The Rapitan iron-formation in the Northwest Territories and Yukon of Canada was formed between 755 and 730 Ma. This iron-formation is approximately coeval with several other extensive iron-formations worldwide, all of which are associated with glaciogenic sequences. The mineralogy and major element geochemistry of the Rapitan iron-formation is very simple (consisting mainly of hematite and chert) and is distinctly different from that of most major banded iron-formation types of Archean and Early Proterozoic age. The rare earth element (REE) chemistry of the Rapitan iron-formation appears to be much less distinctly influenced by hydrothermal input into an ocean system than that of these earlier Archean or Early Proterozoic iron-formation sequences. This suggests a hydrothermal input that was highly diluted by ocean waters at Rapitan time. The sedimentologic setting of the Rapitan iron-formation, among a thick sequence of glaciogenic materials, the occurrence of dropstones and faceted pebbles in the iron-formation itself, and the very large aerial extent of these sequences strongly suggest an origin as part of glaciomarine conditions.

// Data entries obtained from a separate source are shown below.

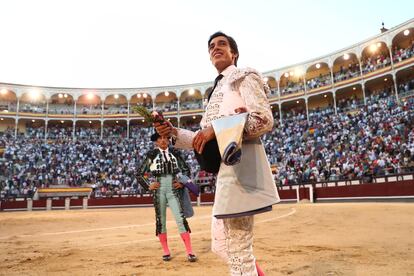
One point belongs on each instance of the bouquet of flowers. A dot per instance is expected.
(152, 117)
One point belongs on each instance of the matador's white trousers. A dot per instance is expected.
(232, 240)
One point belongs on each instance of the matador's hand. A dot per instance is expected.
(166, 129)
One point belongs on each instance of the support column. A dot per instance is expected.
(128, 128)
(394, 76)
(307, 109)
(297, 194)
(67, 203)
(85, 203)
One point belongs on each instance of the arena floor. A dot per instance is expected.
(294, 239)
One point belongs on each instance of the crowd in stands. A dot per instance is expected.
(359, 141)
(400, 54)
(347, 73)
(375, 62)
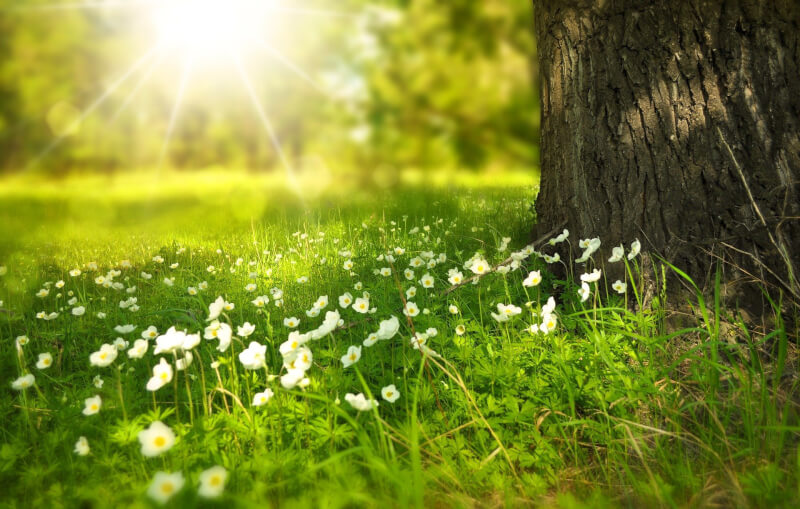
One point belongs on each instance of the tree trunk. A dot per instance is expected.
(677, 123)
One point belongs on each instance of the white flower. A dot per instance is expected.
(456, 277)
(636, 246)
(328, 325)
(245, 330)
(388, 328)
(359, 402)
(345, 300)
(418, 340)
(549, 307)
(533, 279)
(559, 239)
(584, 292)
(479, 266)
(371, 340)
(23, 382)
(505, 312)
(552, 259)
(185, 362)
(45, 361)
(293, 343)
(212, 481)
(120, 344)
(299, 359)
(164, 486)
(591, 277)
(169, 342)
(549, 322)
(260, 301)
(254, 356)
(616, 254)
(390, 393)
(590, 246)
(190, 341)
(156, 440)
(410, 309)
(92, 405)
(103, 357)
(215, 309)
(261, 398)
(361, 305)
(292, 378)
(138, 350)
(82, 447)
(352, 356)
(162, 375)
(221, 331)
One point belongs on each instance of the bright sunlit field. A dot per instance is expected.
(283, 253)
(217, 339)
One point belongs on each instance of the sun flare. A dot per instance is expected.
(210, 28)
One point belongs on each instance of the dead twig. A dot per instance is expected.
(538, 242)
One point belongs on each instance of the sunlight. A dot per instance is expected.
(208, 28)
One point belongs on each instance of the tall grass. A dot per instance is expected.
(614, 408)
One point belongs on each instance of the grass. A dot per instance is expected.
(612, 408)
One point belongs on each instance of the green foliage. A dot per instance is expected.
(611, 408)
(396, 84)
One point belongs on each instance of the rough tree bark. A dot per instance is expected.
(678, 123)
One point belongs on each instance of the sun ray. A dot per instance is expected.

The iron-formation was deposited during a major transgressive event with a rapid rate of sea-level rise during an interglacial period. The deposition of the iron-formation took place under clear water conditions, with the addition of siliciclastic materials as subaqueous gravity flows. The occurrence, during Late Proterozoic time, of several, mineralogically and chemically very similar iron-formations worldwide that are in close association with major glaciogenic sequences, and paleomagnetic data for that same period (Kirschvink, 1992), which suggest widespread continental glaciers within a few degrees of the equator, lead to the concept of a ''snowball-type Earth'': an earth that would have resembled a highly reflective ''snowball'' with floating pack ice over most of the ocean surface (Kirschvink, 1992). In such an environment there would have been a buildup of dissolved iron during glacial periods and a deposition of iron during interglacial periods.